To put this map into context, look at the equivalent noise being generated by road traffic and consider just how much more of the residential population of Havant is significantly affected.
Next time you take the lovely walk down the Billy Track from the New Lane level crossing to the Langstone shore, consider the road roar as you approach and pass under the A27 between Lower Grove Road and Wade Court. At this point you’re passing through a Defra ‘Noise Action Plan Important Area’, one of around 10,000 such areas in the country. The ‘Important Areas (IAs)’ highlight “hotspot” locations where the highest 1% of noise levels at residential locations can be found. The map below shows the current defined extent of that A27 IA which currently stops short of the Warblington interchange. The current Noise Action Plan was published by Defra in July 2019 and with a revision due in 2024, we would expect that area to increase, probably stretching to the east to cover the new, densely-packed Barratts’ developments at Saxon Corner and the one proposed at St Georges Avenue.
To the west of the town, the A3(M) cutting at Bedhampton currently provides the other ‘Important Area’, expanded below. Once again, we would also expect this designated area to be revised, extending to include the Barratts’ development at Harbour Place, the Bargate Homes’ developments at Lower Road, and other recently approved housing developments east of Scratchface Lane and west of Hulbert Road to the north.
As the charts show, traffic noise affects a large part of the wider Havant residential population. This week we’ve received notes from concerned residents living in both of these designated areas of importance, prompting this article.
To let us have your own comments on the topic of Havant’s traffic, please just click this link to email us.
Unfortunately, nobody in authority appears to care about the impact of traffic on Havant.
As of 1 April, Havant Borough Council have disbanded the post of ‘Traffic Manager’, which was in any event a badly named part-time role essentially limited in scope to managing temporary parking restrictions and road closures. Despite the apparent importance of the role as a ‘statutory consultee’ on local authority planning applications, the standard response usually given was typically trivial, as in this example submitted for the Amazon planning application.
In our two tier system, the primary authority for roads and traffic lies at The Castle in Winchester with Hampshire County Council to whom we pay the bulk of our council tax. HCC is an authority teetering on the edge of bankruptcy and, judging by the state of our pot-holed roads, one in which the staffing of its Highways department comes a long way down its priority list. In the case of Amazon, the Hampshire County Council transport planner, fresh from his previous role as a ‘ride operator at Peppa Pig World’, reviewed the applicant’s deeply flawed transport assessment and declared it to be ‘robust’.

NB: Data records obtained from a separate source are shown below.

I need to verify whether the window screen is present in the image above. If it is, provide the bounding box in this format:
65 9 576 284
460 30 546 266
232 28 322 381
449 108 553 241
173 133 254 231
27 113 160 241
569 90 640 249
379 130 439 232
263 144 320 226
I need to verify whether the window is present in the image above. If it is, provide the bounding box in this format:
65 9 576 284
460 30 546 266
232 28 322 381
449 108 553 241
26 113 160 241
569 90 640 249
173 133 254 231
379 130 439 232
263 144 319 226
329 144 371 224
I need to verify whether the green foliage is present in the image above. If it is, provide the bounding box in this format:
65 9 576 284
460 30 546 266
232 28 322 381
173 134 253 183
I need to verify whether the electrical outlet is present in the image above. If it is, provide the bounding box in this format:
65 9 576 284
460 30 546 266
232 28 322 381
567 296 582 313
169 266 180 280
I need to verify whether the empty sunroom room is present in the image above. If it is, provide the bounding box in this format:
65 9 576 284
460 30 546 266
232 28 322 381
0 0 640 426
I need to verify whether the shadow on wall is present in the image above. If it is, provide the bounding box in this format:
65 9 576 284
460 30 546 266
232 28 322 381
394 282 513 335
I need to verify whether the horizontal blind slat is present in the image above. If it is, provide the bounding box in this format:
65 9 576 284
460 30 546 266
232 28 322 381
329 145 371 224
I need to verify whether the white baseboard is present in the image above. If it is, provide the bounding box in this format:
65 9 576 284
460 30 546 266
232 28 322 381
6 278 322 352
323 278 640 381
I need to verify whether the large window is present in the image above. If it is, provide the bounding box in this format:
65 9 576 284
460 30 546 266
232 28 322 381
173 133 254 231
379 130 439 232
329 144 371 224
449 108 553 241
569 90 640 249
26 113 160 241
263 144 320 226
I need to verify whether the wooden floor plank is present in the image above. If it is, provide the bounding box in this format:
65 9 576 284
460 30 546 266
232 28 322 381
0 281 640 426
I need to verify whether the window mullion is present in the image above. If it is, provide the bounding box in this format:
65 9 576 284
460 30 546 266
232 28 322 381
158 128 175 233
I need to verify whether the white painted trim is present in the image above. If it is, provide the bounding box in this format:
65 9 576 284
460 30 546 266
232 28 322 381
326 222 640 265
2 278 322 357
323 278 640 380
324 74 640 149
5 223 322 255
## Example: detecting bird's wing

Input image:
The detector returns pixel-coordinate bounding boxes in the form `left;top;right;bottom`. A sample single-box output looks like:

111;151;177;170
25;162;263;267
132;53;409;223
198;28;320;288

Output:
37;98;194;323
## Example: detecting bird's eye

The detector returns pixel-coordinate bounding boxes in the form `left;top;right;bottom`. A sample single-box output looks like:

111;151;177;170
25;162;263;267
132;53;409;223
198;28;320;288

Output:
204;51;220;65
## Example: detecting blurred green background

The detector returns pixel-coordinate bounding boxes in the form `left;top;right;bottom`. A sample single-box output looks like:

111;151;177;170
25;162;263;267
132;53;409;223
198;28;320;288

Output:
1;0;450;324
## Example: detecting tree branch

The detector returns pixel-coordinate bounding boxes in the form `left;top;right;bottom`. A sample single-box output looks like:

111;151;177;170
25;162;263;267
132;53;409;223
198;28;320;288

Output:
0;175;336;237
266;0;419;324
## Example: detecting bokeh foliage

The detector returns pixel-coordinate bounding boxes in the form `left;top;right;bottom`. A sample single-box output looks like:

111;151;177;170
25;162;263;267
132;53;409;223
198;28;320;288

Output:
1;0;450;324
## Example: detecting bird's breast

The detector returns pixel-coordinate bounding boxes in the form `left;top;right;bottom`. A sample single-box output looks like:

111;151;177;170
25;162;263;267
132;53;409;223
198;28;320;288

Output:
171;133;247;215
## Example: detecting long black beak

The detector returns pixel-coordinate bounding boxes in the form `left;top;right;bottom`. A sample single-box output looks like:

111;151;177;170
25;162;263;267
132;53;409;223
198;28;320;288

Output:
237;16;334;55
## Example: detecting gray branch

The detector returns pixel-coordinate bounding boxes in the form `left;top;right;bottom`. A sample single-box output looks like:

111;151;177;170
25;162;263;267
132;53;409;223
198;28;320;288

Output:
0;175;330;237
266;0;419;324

National Highways provides a third tier of authority over roads and traffic, concerned with the impact of development projects on the Strategic Road Network, in particular the loading on motorway and trunk road junctions. In the case of Amazon, with no direct access to the New Lane site from the A27 and A3(M) junctions, HBC Planning Services didn’t think to seek the opinion of National Highways. With 95% of the traffic destined for those junctions, this was a serious oversight.
The development at New Lane demonstrates a clear failure of collective intelligence, ‘joined-up thinking’, on the impact of traffic, enabling Amazon UK Services Ltd. to capitalise on the process weaknesses across these various authorities and, in particular, the credulity of the officers and elected representatives at Havant Borough Council.
When the council candidates knock on your door in the run-up to May’s election, you might care to ask them whether they understand the problems and if they do, how they intend to address them if elected.